I lay down at first this principle, that it may be that there are corpses which, although interred some days, shed fluid blood through the conduits of their body. I add, moreover, that it is very easy for certain people to fancy themselves sucked by vampires, and that the fear caused by that fancy should make a revolution in their frame sufficiently violent to deprive them of life. Being occupied all day with the terror inspired by these pretended ghosts or revenans, is it very extraordinary, that during their sleep the idea of these phantoms should present itself to their imagination and cause them such violent terror? that some of them die of it instantaneously, and others a short time afterwards? How many instances have we not seen of people who expired with fright in a moment? and has not joy itself sometimes produced an equally fatal effect?

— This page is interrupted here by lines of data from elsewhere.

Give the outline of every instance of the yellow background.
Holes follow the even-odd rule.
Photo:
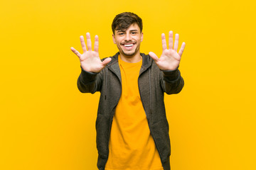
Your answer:
[[[99,93],[78,91],[71,46],[100,38],[114,55],[111,23],[132,11],[142,52],[161,53],[161,33],[186,43],[185,86],[166,96],[173,170],[256,169],[255,1],[1,1],[0,169],[97,169]]]

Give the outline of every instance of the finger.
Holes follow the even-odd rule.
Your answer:
[[[165,39],[165,35],[164,33],[162,33],[161,34],[161,39],[162,39],[162,46],[163,46],[163,51],[164,50],[166,50],[167,49],[167,47],[166,47],[166,40]]]
[[[169,32],[169,49],[173,49],[173,44],[174,44],[174,37],[173,37],[173,32],[171,30]]]
[[[104,61],[102,62],[102,64],[104,65],[104,67],[105,67],[110,62],[111,62],[111,58],[108,57],[106,58],[105,60],[104,60]]]
[[[174,41],[174,51],[178,50],[178,34],[175,35],[175,41]]]
[[[94,50],[97,52],[99,52],[99,37],[97,35],[95,35]]]
[[[86,33],[86,39],[87,39],[88,51],[91,51],[92,50],[92,41],[90,40],[90,35],[89,33]]]
[[[149,52],[149,55],[156,62],[159,60],[159,57],[157,57],[157,55],[155,53],[154,53],[153,52]]]
[[[185,45],[186,45],[185,42],[182,42],[181,47],[180,50],[178,51],[178,55],[181,57],[182,55],[183,52],[184,51]]]
[[[82,35],[80,36],[80,42],[81,42],[81,45],[82,45],[82,51],[83,51],[83,52],[86,52],[86,45],[85,43],[85,39]]]
[[[73,51],[73,52],[74,52],[79,58],[81,57],[81,54],[79,53],[78,51],[77,51],[75,48],[71,47],[71,51]]]

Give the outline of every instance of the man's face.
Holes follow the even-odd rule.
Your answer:
[[[132,24],[126,30],[114,30],[114,43],[117,45],[120,53],[124,57],[131,57],[139,52],[140,42],[143,33],[140,33],[137,23]]]

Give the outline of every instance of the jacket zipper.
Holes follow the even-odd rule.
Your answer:
[[[141,91],[140,91],[140,89],[139,89],[139,78],[140,75],[141,75],[143,72],[142,72],[139,75],[139,77],[138,77],[138,87],[139,87],[139,96],[141,96],[141,100],[142,100],[143,108],[144,108],[144,112],[145,112],[145,114],[146,114],[146,120],[147,120],[147,122],[148,122],[150,134],[151,134],[151,136],[152,136],[152,138],[153,138],[154,142],[154,143],[155,143],[156,149],[157,149],[157,151],[158,151],[158,152],[159,152],[159,154],[160,160],[161,160],[161,162],[162,166],[163,166],[163,168],[164,168],[164,164],[163,164],[163,161],[162,161],[162,160],[163,160],[163,159],[162,159],[162,157],[161,157],[161,154],[160,154],[159,147],[157,147],[157,144],[156,144],[155,138],[154,138],[154,135],[153,135],[152,131],[151,131],[151,128],[150,128],[150,125],[149,125],[149,117],[148,115],[146,114],[146,110],[145,110],[145,108],[144,108],[144,106],[143,102],[142,102],[142,94],[141,94]],[[151,109],[151,105],[152,105],[151,102],[152,102],[152,101],[151,101],[151,83],[150,83],[150,71],[149,71],[149,96],[150,96],[150,101],[149,101],[149,103],[150,103],[150,110],[151,110],[151,112],[152,112],[152,109]]]

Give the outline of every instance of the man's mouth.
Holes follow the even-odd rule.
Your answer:
[[[123,44],[122,45],[124,47],[124,49],[131,50],[131,49],[132,49],[134,44],[134,43],[129,43],[129,44]]]

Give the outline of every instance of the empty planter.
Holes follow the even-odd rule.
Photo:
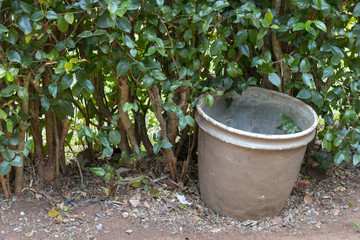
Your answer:
[[[232,104],[226,107],[226,99]],[[296,98],[250,87],[197,105],[201,197],[215,212],[240,219],[272,216],[285,205],[318,117]],[[280,114],[302,131],[278,130]]]

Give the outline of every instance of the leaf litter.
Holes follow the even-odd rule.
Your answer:
[[[136,175],[130,177],[131,173],[125,174],[129,174],[129,179],[136,178]],[[7,232],[22,233],[27,238],[36,237],[42,232],[64,239],[85,234],[89,239],[99,232],[106,232],[106,227],[98,223],[99,220],[110,219],[115,215],[131,222],[140,221],[144,229],[163,226],[172,234],[184,230],[210,234],[224,231],[239,231],[241,234],[276,232],[297,227],[302,222],[307,222],[309,227],[321,228],[326,222],[336,222],[344,213],[359,209],[360,199],[353,200],[351,204],[344,200],[353,195],[353,189],[360,188],[359,174],[359,168],[347,163],[330,169],[328,177],[322,180],[308,179],[302,172],[294,183],[284,209],[278,215],[245,221],[220,216],[204,205],[197,182],[192,180],[196,177],[189,178],[181,186],[179,183],[173,184],[168,177],[153,178],[152,174],[148,174],[148,190],[144,190],[144,185],[133,187],[129,181],[128,184],[117,186],[112,199],[104,197],[101,190],[103,182],[89,172],[84,173],[87,179],[85,189],[76,184],[78,178],[64,177],[62,181],[65,187],[61,192],[34,177],[32,186],[25,188],[19,199],[13,197],[0,201],[0,216],[2,224],[8,225]],[[14,211],[14,203],[20,201],[40,201],[40,210],[26,213],[25,216],[17,214],[13,220],[7,219],[5,213]],[[78,212],[91,204],[99,206],[100,213],[90,216],[90,213]],[[126,233],[130,235],[133,231],[127,229]]]

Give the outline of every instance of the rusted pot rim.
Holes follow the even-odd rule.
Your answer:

I have seen in the Leipsic journals[[464]] an account of a little work entitled, Philosophicæ et Christianæ Cogitationes de Vampiriis, à Joanne Christophoro Herenbergio; "Philosophical and Christian Thoughts upon Vampires, by John Christopher Herenberg," at Gerolferliste, in 1733, in 8vo. The author names a pretty large number of writers who have already discussed this matter; he speaks, en passant, of a spectre which appeared to him at noonday. He maintains that the vampires do not cause the death of the living, and that all that is said about them ought to be attributed only to the troubled fancy of the invalids; he proves by divers experiments that the imagination is capable of causing very great derangements in the body, and the humors of the body; he shows that in Sclavonia they impaled murderers, and drove a stake through the heart of the culprit; that they used the same chastisement for vampires, supposing them to be the authors of the death of those whose blood they were said to suck. He gives some examples of this punishment exercised upon them, the one in the year 1337, and the other in 1347. He speaks of the opinion of those who believe that the dead eat in their tombs; a sentiment of which he endeavors to prove the antiquity by the authority of Tertullian, at the beginning of his book on the Resurrection, and by that of St. Augustine, b. viii. c. 27, on the City of God, and in Sermon xv. on the Saints.